For instance, with my example, I can say that the cake is more complex than the original ingredients. This supports my thesis that nature can add complexity or information. Wouldn't you agree that the taste of a cake is more complex and rich than tasting the ingredients? Doesn't it look more complex?

But Behe could argue that no new information or complexity was added because its just the original ingredients combined and heated. In fact he can argue that the original ingredients were more complex, ie info was lost. In the original state there was order and separation into groups. The eggs were a cylinder shape, the sugar was crystal, and the flour was powdery. The events caused the sugar to melt, the yolk to mix, and the flour to rise. All in one big heap of gunk.

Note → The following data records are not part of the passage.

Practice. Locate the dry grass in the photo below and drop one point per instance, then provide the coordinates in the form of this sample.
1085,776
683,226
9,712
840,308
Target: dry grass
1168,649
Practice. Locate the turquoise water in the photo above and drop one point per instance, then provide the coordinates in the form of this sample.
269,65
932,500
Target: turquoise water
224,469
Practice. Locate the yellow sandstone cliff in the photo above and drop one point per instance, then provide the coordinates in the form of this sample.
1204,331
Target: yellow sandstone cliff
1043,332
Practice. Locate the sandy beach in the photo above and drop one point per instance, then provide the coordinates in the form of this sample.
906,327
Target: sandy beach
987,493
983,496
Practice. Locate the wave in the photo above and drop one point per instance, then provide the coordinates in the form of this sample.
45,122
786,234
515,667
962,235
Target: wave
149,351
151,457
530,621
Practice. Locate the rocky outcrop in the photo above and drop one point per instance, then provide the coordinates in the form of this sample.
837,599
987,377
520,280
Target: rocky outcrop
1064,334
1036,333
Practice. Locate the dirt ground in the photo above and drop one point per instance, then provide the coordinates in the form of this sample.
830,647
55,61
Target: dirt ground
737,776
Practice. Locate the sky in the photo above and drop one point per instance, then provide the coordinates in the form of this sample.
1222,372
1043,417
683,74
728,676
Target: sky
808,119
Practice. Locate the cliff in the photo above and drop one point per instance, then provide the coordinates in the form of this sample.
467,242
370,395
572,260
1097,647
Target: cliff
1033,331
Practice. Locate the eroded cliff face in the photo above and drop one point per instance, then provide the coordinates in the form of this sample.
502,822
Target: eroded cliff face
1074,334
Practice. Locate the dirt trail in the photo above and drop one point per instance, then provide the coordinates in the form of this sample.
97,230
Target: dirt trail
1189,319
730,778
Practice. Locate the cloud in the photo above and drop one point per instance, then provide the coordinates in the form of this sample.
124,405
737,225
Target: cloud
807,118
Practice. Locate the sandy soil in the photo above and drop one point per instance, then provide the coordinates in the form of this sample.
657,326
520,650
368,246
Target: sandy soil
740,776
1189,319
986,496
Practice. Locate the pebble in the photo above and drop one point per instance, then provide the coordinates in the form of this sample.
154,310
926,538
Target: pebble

Terms and criteria need to be set so the thesis can be supported or rejected. This is one of the major complaints against Behe's book. Everything is so loosely used and flip flopped around, that the book is basically worthless. He can use his terms as he wishes to support his already set conclusions.
 
John said:
Small probabilities become not so small given enough time. It really is true that a monkey will type Moby Dick

But here we are not talking "moby dick" we are talking monkeys typing all of Hamlet.

Evolution is not an entirely random process. It depends on the NONrandom survival and biotic potential of randomly occuring mutations. Simulations similar to this idea of written text have been done, and are quite interesting to watch how quickly complex ideas can be arrived at - in the form of a sentence - using simulated natural selection and computer generating. A computer trying pure randomness and working orders of magnitude faster than the one simulating natural selection can't even begin to compete.